CIMAHI , Buletinkompaspagi .id // Sengketa tanah di Kelurahan Ci Pageran, Kecamatan Cimahi Utara, semakin memanas setelah ahli waris (Alm) Yaya bin Martasasmita menemukan kejanggalan dalam kepemilikan tanah mereka. Permasalahan utama bukan sekadar administrasi, tetapi ketidaksesuaian objek tanah yang diklaim oleh Aisah.
Berdasarkan dokumen yang ada, Aisah mengajukan Sertifikat Hak Milik (SHM) dengan dasar Kohir 1361. Namun, tanah yang ia duduki justru berada di Kohir 1362—tanah yang secara sah dimiliki oleh ahli waris Yaya bin Martasasmita. Fakta ini menimbulkan tanda tanya besar dan semakin menguatkan dugaan bahwa Aisah bukan kali ini saja terlibat dalam kasus serupa. Sebelumnya, Aisah pernah tersandung masalah hukum dengan pola yang hampir sama terkait klaim tanah yang diduga tidak sah.
Kuasa ahli waris, U. Supriatna, menegaskan bahwa pihaknya tidak mempermasalahkan prosedur penerbitan SHM, tetapi lebih kepada penyalahgunaan objek tanah yang dilakukan oleh Aisah.
“Kami tidak bicara soal administrasi penerbitan sertifikat, tetapi ini tentang kepemilikan tanah yang jelas-jelas tidak sesuai. Pemegang SHM Kohir 1361 tidak seharusnya menguasai tanah yang tercatat dalam Kohir 1362. Ini bukan kesalahan biasa, tetapi sudah masuk ke ranah perampasan hak,” tegasnya.
Melihat permasalahan yang semakin meruncing, ahli waris melayangkan permohonan pemblokiran SHM Nomor 13443 ke BPN Kota Cimahi. Sebagai respons, BPN mengeluarkan surat undangan mediasi nomor: 25 UND-32.77.MP.01.01./11/2025 untuk menggelar pertemuan pada Jumat, 7 Februari 2025, pukul 11.30 WIB.
Mediasi dihadiri oleh tim ajudikasi unit kerja penanganan sengketa, Kasi PPS BPN Kota Cimahi Ibu Santi, perwakilan kelurahan, serta ahli waris Yaya bin Martasasmita. Namun, Aisah justru tidak hadir tanpa alasan yang jelas.
Menurut ahli waris pemohon, ketidakhadiran Aisah dalam mediasi ini bukanlah hal yang mengejutkan. Selama ini, pihak Aisah selalu menghindar dari setiap upaya penyelesaian sengketa.
“Setiap kali kami berupaya menyelesaikan masalah ini secara baik-baik, Aisah selalu menghindar.
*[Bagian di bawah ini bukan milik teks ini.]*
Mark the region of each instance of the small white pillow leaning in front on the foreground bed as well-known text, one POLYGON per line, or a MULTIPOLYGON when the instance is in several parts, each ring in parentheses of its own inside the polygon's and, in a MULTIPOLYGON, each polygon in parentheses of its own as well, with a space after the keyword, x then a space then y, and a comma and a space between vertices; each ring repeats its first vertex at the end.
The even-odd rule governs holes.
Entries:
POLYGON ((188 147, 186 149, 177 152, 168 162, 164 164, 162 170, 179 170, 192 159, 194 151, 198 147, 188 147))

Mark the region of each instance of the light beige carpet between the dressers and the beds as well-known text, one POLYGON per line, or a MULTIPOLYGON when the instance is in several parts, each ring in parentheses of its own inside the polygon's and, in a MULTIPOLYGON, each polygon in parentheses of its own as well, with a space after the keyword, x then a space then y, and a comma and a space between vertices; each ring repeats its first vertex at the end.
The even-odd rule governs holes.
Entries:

Dia tidak pernah mau diajak bicara atau bertemu langsung untuk membahas objek tanah yang dipermasalahkan. Ketidakhadirannya dalam mediasi ini semakin membuktikan bahwa ada sesuatu yang disembunyikan,” ujar salah satu ahli waris dengan nada kecewa.
U. Supriatna menegaskan bahwa permasalahan ini sudah berlangsung lebih dari lima tahun, dan pihaknya tidak akan tinggal diam.
“Kami meminta BPN membuka semua arsip dan melakukan pengecekan lapangan. Jika memang Aisah memiliki SHM atas Kohir 1361, mengapa tanah yang ia duduki justru berada di Kohir 1362? Ini yang harus dijelaskan secara terbuka dan tidak boleh ada yang ditutup-tutupi,” katanya.
Sementara itu, Ibu Santi dari BPN Kota Cimahi mengakui bahwa pihaknya belum melakukan verifikasi lapangan secara menyeluruh terkait batas tanah yang disengketakan.
“Kami mengakui ada kekurangan dalam proses verifikasi objek tanah. Ke depan, kami akan lebih ketat dalam pemeriksaan agar tidak terjadi kesalahan yang merugikan pihak lain,” ujarnya.
Namun, pernyataan ini justru semakin menguatkan dugaan bahwa ada kelalaian serius dalam pemetaan tanah yang memicu konflik berkepanjangan.
“Kami hanya ingin hak kami dikembalikan. Tanah Kohir 1362 adalah milik kami, tetapi malah dikuasai oleh pemegang SHM Kohir 1361. Ini bukan kali pertama Aisah terlibat dalam kasus seperti ini. Kami akan terus memperjuangkan hak kami hingga keadilan ditegakkan,” tegas salah satu ahli waris.
Kasus ini menjadi peringatan bahwa masalah kepemilikan tanah harus ditangani dengan lebih transparan dan tegas. Ahli waris mendesak BPN untuk segera menyelesaikan sengketa ini sebelum semakin berlarut-larut dan merugikan pihak yang berhak.